What you need to know
- T-Mobile reports its Q3 financial earnings, with $19.6 billion in revenue.
- The carrier now has more than 106 million subscribers, up from 104 million in Q2.
- T-Mobile expects to exceed its outlook for the year in terms of revenue and postpaid additions.
The third quarter was good for T-Mobile, which reported its financial earnings on Tuesday. The "New Uncarrier" reported total revenue of $19.6 billion, as well as record-high service revenue of $14.7 billion. The company also reports 1.3 million customer addition, more than Verizon and AT&T in Q3 and bringing T-Mobile's total subscriber base to 106.7 million.
During the earnings call, CEO Mike Sievert also highlighted its new internet service, which recently saw its price drop and relies primarily on 5G. The service saw record growth in Q3 with more than 500,000 subscribers, which is likely fueled by the attractive price point and Sprint's mid-band spectrum.
Sievert boasts T-Mobile's 5G growth, particularly with its mid-band spectrum, with more than 109 million people covered in the U.S. with flagship devices and even the best budget Android phones like the OnePlus Nord N200 5G. He also highlights how 5G is used to fuel new use-cases, including "emerging Metaverse applications."
Despite a mostly positive earnings call, Sievert took a moment to address the cyberattack that occurred in August, affecting and exposing the information of millions of customers. He says that aside from the forensics investigation, which is now closed, T-Mobile has opened a Cyber Transformation Office that reports directly to him, while the company assumes a "security-forward mindset."
Sievert also talks about T-Mobile's upcoming 3G shutdown, which is expected to help fuel the company's 5G expansion throughout 2022.
T-Mobile has been in an ongoing tussle with Dish over the impending 3G CDMA shutdown, which was recently delayed by three months to give the new carrier more time to transition customers off the aging network. However, Sievert has been vocal about Dish "dragging their feet," while noting that the delay wouldn't have a huge effect on T-Mobile.

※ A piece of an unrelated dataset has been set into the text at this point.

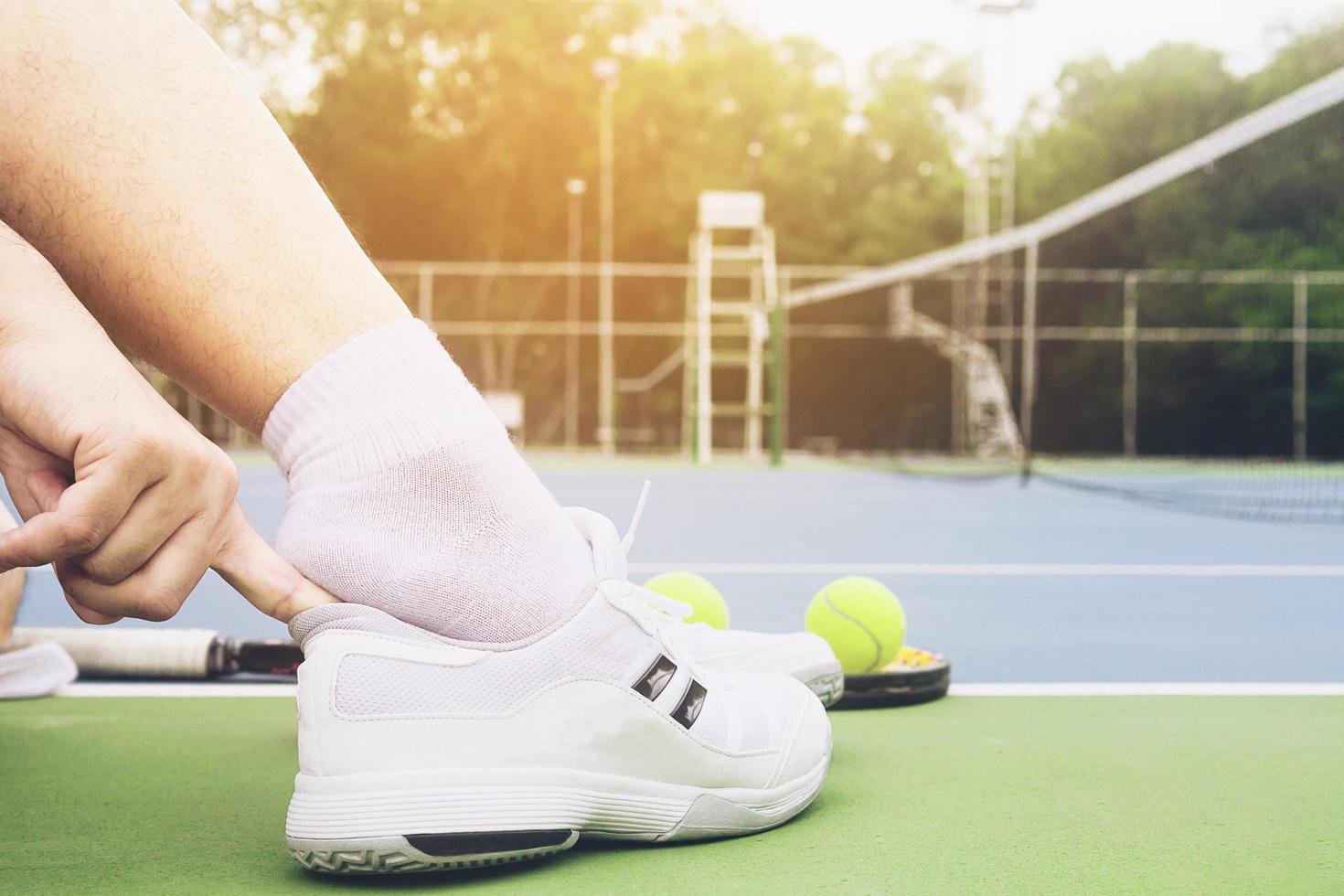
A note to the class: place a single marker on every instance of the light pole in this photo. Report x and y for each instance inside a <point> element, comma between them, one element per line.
<point>608,71</point>
<point>575,188</point>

[W]hen we look at the actual run rates, it looks to us like even at the current rates, an extra three months would be something that everyone would appreciate," he says during the earnings call. "And so I'd like our partners to be moving faster. They don't appear to be and because of that we just took that voluntary action on our own."
Meanwhile, T-Mobile is raising its outlook for the year to 5.1 million net additions, which will no doubt be driven by its partnerships with national retailers like Best Buy and Walmart.